Coyote swaps are all the rage these days. You’re either building one, or you wish you were. Well, cementing his candidacy for “Father of the Year” is Evansville, Indiana’s David Smith. He has owned many wicked Mustangs, and he and daughter Courtney worked together on this Coyote-swap 1990 Mustang LX coupe. And guess what, she uses the car as her daily while attending Western Kentucky University in Bowling Green, Kentucky. Yes, we’re jealous.

First of all, the LX is a black-on-black, no-option coupe, and yes, it was originally a 5.0 car. Just those words have us salivating, but to this David and Courtney added an F150 Coyote engine and computer with a homemade control pack and wiring harness. David dropped the engine in via a TeamZ tubular K-member, a 2003 Cobra steering rack with Fox tie rod ends, a New Edge hydroboost setup, BBK Performance long-tube swap headers and X-pipe, and a Magnaflow exhaust.

The Coyote swap was tuned by Blankenship Tuning and Performance’s Lee Blankenship, and uses an F150 engine and computer with a custom control pack and harness. The engine uses a C&L intake for cold air induction, while a 2003 Cobra radiator and fan keeps the Coyote cool. All said and done, the combo is good for right around 400-rwhp.

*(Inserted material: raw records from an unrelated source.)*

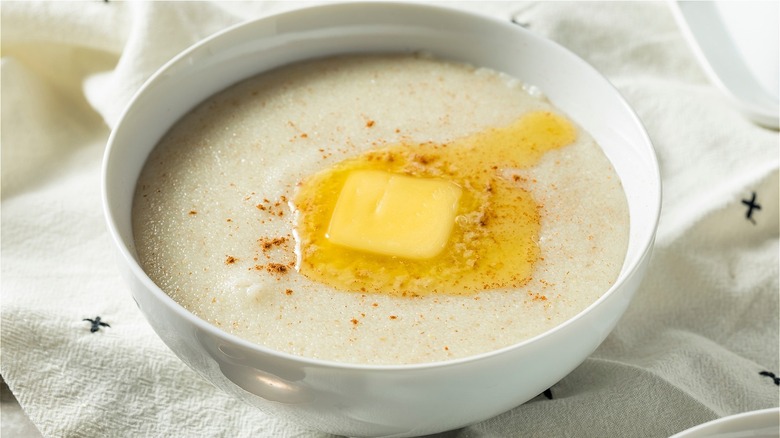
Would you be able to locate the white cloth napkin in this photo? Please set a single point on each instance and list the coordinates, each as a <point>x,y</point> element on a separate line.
<point>700,341</point>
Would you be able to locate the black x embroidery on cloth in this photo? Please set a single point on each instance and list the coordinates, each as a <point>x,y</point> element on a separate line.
<point>751,205</point>
<point>96,324</point>
<point>772,376</point>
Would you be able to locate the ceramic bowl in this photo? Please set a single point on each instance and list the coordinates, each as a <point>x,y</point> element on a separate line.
<point>363,400</point>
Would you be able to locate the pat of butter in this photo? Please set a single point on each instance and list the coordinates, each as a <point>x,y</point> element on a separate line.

Behind the Coyote is a 2003 Mach 1 clutch and flywheel, a 3650 five-speed, and a Stifflers transmission crossmember. Out back is an 8.8 with welded tubes, a 2003 Cobra differential, Moser 31-spline axles, and a 3.73 gear. Shocks and struts are from Strange Engineering, while the return-style fuel system consists of a Fox tank, a 255-lph pump, and SN95 fuel lines.

The LX is a no-option car, so it features manual windows, and with the Coyote-swap, it also lacks A/C. Courtney would like that to change this summer, however. Since the two added a hydroboost system to the car, Courtney does get to enjoy power steering and brakes. The LX’s six-point roll bar is a custom unit from Rhodes Custom Auto and Collision in Townsend, Delaware, and as you can see, features swing out door bars for easy entry and exit on daily trips to class. Courtney uses Auto Meter gauges to make sure everything’s copasetic under the stock hood.

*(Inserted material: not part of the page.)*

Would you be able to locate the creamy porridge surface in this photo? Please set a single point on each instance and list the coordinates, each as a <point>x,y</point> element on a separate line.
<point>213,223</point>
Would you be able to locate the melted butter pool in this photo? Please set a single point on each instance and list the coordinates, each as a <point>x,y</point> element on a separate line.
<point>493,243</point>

As you can see, the car is 5-lug swapped, as well, using 1994-1995 spindles, New Edge brakes front and back with North Race Cars caliper brackets in the rear, and finished off with 1999 Cobra wheels.

“Courtney drives it daily to college,” David says. Courtney is a junior at Western Kentucky, majoring in electrical engineering. She has even been interning at Bowling Green Metal Forming while she attends Western.

Way to go, Courtney. We’re still jealous of your ride, too.